Recall one of the issues with word embeddings is they are context-independent. RNNs can be leveraged to help contextualize embeddings and words can be disambiguated based on their context.

Disadvantages

Slow: O(N) is the number of tokens.
Vanishing Gradient: cannot process long sentences.
Unidirectional: process text left to right.

Bidirectional LSTM

Note: The training is called bidirectional language model (biLM) that can learn from the past and predict the next word in a sequence of words like a sentence.

Difference between BI-LSTM vs LSTM:

Unidirectional LSTM only preserves information of the past because the only inputs it has seen are from the past.
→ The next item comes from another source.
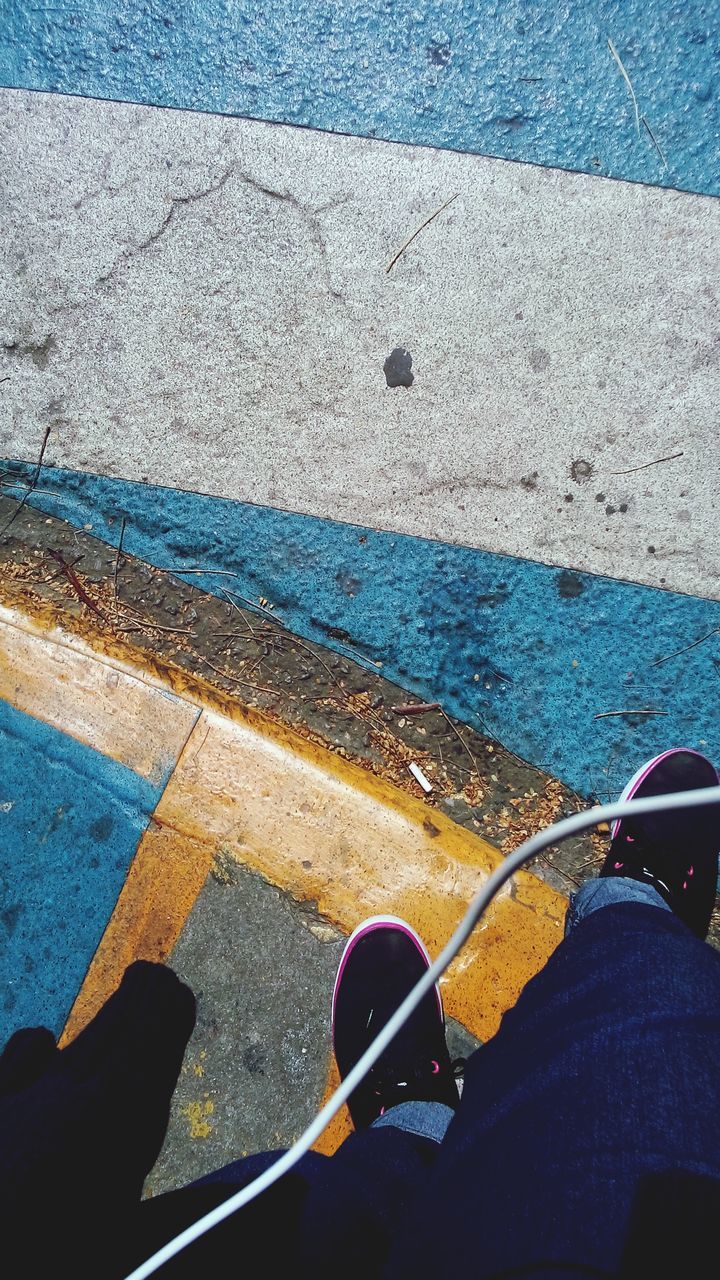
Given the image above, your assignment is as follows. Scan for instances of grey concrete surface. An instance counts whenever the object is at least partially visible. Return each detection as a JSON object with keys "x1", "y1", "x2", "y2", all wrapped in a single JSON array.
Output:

Using bidirectional will run your inputs in two ways, one from past to future and one from future to past and what differs this approach from unidirectional is that in the LSTM that runs backwards you preserve information from the future and using the two hidden states combined you are able in any point in time to preserve information from both past and future.

ELMo

In short: ELMo attempts to dynamically assign a vector to a word, based on the sentence within which it’s contained. Instead of a look-up table with a word and an embedding like Word2Vec, the ELMo model lets users input text into the model, and it generates an embedding based on that sentence. Thus, it can generate different meanings for a word depending on the context.
ELMo (2018), a new technique for embedding words into real vector space using bidirectional LSTMs trained on a language modeling objective.
ELMo gained its language understanding from being trained to predict the next word in a sequence of words.
This is convenient because we have vast amounts of text data that such a model can learn from without needing labels.
Instead of using a fixed embedding for each word, ELMo looks at the entire sentence before assigning each word in it an embedding. It uses a bi-directional LSTM trained on a specific task to be able to create those embeddings.
ELMo has a great understanding of the language because it’s trained on a massive dataset, ELMo embeddings are trained on the 1 Billion Word Benchmark.